Et pour finir, j’aimerais vous faire découvrir la mélodie particulière que l’on peut ressentir au contact d’hommes qui ont fait ce choix de vie, tel que l’a rapporté un journaliste qui est allé les voir, un soir d’hiver :

« Il faut avoir tourné sur les routes sinueuses de la Brenne pour découvrir, dressée dans la brume glaciale au bout d’une allée d’arbres, l’abbaye bénédictine de Fontgombault ».

« Mille ans d’âge, mille ans de prières et de plains-chants, ces mélopées étranges et aériennes des moines ».

« Mille ans de renoncement volontaire au monde extérieur. Mille ans de perfectionnement solitaire, de silence, de labeur secret. »

« Il faut franchir le porche antique, frissonner sous l’humidité qui se jette sur vous comme un brigand et ne vous lâche plus. Il faut se laisser porter par la liturgie sobre et grandiose venue du fond des âges. »

« Il faut voir entrer le cortège des moines qui vont s’agenouiller devant la crèche, laisser gagner le silence, suivre leurs prières : « que la grâce nous apprend à renoncer aux convoitises mondaines pour vivre en ce monde sobrement, honnêtement et pieusement. » 

« Dans l’immense abbatiale, le froid remonte inexorablement par les dalles séculaires, saisit les chevilles, les genoux, le haut des jambes, insensibilise la moitié du corps. » 

« Il faut sortir après deux heures de cérémonie glacé jusqu’à la taille. Les moines ont disparu. Le ciel couvert d’étoiles paraît soudain plus haut. La campagne a quelque chose de magique, d’étincelant. »

Le mystère de la vie s’impose alors, avec son parfum d’éternité. Nous sommes bien sur la Terre…La conquête de Mars…Elle peut bien attendre, non ?

Santé !

Gabriel Combris

 

Sources : 

1. Levy BR, Slade MD, Pietrzak RH, Ferrucci L (2018) Positive age beliefs protect against dementia even among elders with high-risk gene. PLoS ONE 13(2): e0191004. https://doi.org/10.1371/journal.pone.0191004

2. Svebak S, Romundstad S, Holmen J. A 7-year prospective study of sense of humor and mortality in an adult county population: the HUNT-2 study. Int J Psychiatry Med. 2010;40(2):125-46. doi: 10.2190/PM.40.2.a. PMID: 20848871.
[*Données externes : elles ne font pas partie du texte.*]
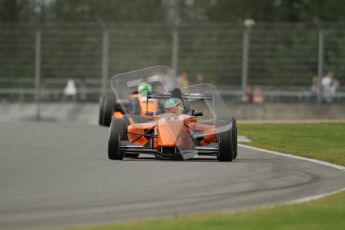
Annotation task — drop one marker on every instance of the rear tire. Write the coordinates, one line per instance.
(225, 141)
(116, 134)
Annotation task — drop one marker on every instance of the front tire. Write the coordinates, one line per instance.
(116, 134)
(108, 105)
(225, 141)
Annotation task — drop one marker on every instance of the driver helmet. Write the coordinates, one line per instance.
(174, 105)
(144, 88)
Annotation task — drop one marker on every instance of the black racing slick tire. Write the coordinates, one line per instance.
(117, 133)
(225, 140)
(234, 137)
(109, 101)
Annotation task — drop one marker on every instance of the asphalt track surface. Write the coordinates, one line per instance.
(57, 175)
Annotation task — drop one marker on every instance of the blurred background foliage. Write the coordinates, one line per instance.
(283, 49)
(154, 10)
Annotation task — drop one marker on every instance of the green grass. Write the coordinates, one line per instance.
(323, 141)
(320, 141)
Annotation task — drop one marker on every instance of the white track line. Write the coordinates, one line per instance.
(294, 156)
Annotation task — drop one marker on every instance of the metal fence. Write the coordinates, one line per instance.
(280, 58)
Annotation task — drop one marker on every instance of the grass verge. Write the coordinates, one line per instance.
(322, 141)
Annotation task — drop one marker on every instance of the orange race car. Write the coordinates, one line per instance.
(186, 123)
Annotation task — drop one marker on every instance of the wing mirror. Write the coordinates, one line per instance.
(196, 113)
(149, 113)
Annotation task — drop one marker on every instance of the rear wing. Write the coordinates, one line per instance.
(191, 96)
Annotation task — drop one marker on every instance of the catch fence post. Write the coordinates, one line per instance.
(105, 59)
(320, 63)
(38, 73)
(248, 24)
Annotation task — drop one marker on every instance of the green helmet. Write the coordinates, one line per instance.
(174, 105)
(144, 88)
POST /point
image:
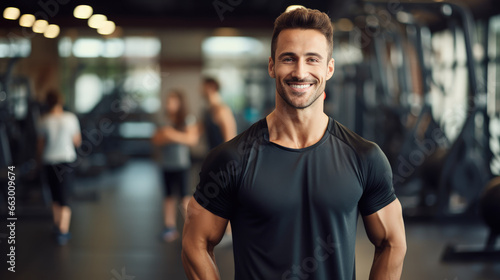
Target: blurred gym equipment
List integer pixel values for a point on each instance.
(19, 114)
(490, 211)
(441, 177)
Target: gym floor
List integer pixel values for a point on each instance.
(117, 237)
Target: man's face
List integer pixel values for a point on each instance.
(301, 66)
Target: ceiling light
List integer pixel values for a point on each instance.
(52, 31)
(82, 11)
(294, 7)
(27, 20)
(40, 26)
(97, 20)
(107, 28)
(11, 13)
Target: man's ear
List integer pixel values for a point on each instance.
(270, 68)
(331, 68)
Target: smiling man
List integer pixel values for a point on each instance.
(293, 184)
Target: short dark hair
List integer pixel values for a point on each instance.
(212, 82)
(52, 98)
(303, 18)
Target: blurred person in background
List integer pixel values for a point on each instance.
(219, 123)
(59, 136)
(176, 132)
(294, 183)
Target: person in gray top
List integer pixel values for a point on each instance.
(175, 134)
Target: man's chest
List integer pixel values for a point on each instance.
(278, 182)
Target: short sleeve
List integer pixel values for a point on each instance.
(218, 182)
(378, 190)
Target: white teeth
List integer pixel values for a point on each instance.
(300, 86)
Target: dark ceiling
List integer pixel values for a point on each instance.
(196, 13)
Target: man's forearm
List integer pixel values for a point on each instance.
(200, 264)
(388, 263)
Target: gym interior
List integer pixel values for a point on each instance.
(419, 78)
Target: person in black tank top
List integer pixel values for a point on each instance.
(295, 182)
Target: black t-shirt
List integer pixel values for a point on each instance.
(294, 212)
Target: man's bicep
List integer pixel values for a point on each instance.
(203, 225)
(386, 226)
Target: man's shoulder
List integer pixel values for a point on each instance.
(361, 146)
(239, 146)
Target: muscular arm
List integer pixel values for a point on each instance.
(202, 231)
(385, 229)
(226, 122)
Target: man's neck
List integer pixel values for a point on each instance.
(297, 128)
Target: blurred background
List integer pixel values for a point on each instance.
(419, 78)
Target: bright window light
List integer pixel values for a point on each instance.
(52, 31)
(27, 20)
(15, 47)
(137, 129)
(65, 46)
(97, 20)
(231, 46)
(88, 92)
(83, 11)
(86, 47)
(11, 13)
(142, 47)
(107, 28)
(113, 48)
(40, 26)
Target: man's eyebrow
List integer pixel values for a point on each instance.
(286, 54)
(314, 54)
(293, 54)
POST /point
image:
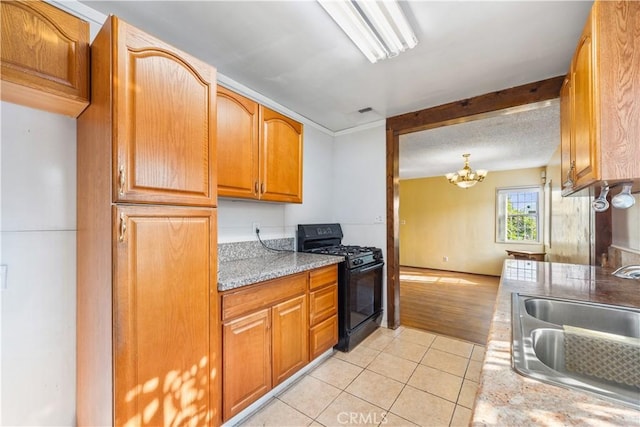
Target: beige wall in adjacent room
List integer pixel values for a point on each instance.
(571, 220)
(439, 220)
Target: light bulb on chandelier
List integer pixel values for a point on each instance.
(466, 177)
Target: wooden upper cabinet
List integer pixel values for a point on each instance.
(165, 316)
(281, 158)
(584, 141)
(601, 115)
(259, 151)
(238, 136)
(45, 57)
(567, 165)
(163, 119)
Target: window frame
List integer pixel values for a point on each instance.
(501, 215)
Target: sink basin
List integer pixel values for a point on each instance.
(586, 346)
(598, 317)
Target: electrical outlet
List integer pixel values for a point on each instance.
(3, 277)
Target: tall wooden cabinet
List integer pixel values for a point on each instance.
(600, 117)
(148, 321)
(260, 151)
(45, 57)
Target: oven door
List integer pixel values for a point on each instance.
(365, 293)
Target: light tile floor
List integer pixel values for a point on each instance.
(402, 377)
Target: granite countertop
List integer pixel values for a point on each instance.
(268, 265)
(508, 398)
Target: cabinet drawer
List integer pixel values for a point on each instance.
(323, 276)
(323, 336)
(264, 294)
(246, 361)
(323, 303)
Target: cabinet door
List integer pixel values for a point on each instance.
(238, 135)
(281, 158)
(164, 107)
(247, 361)
(45, 57)
(290, 338)
(584, 139)
(166, 330)
(323, 336)
(323, 303)
(566, 137)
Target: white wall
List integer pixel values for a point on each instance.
(38, 240)
(359, 189)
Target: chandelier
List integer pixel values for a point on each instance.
(466, 177)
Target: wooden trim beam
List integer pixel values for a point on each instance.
(503, 99)
(482, 106)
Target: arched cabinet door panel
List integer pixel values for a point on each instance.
(238, 134)
(45, 57)
(281, 158)
(165, 122)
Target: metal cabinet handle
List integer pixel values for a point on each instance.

3. Karina W. Davidson, Elizabeth Mostofsky, William Whang, Don’t worry, be happy: positive affect and reduced 10-year incident coronary heart disease: The Canadian Nova Scotia Health Survey, European Heart Journal, Volume 31, Issue 9, May 2010, Pages 1065–1070, https://doi.org/10.1093/eurheartj/ehp603

4. Chida Y, Steptoe A. Positive psychological well-being and mortality: a quantitative review of prospective observational studies. Psychosom Med. 2008 Sep;70(7):741-56. doi: 10.1097/PSY.0b013e31818105ba. Epub 2008 Aug 25. PMID: 18725425.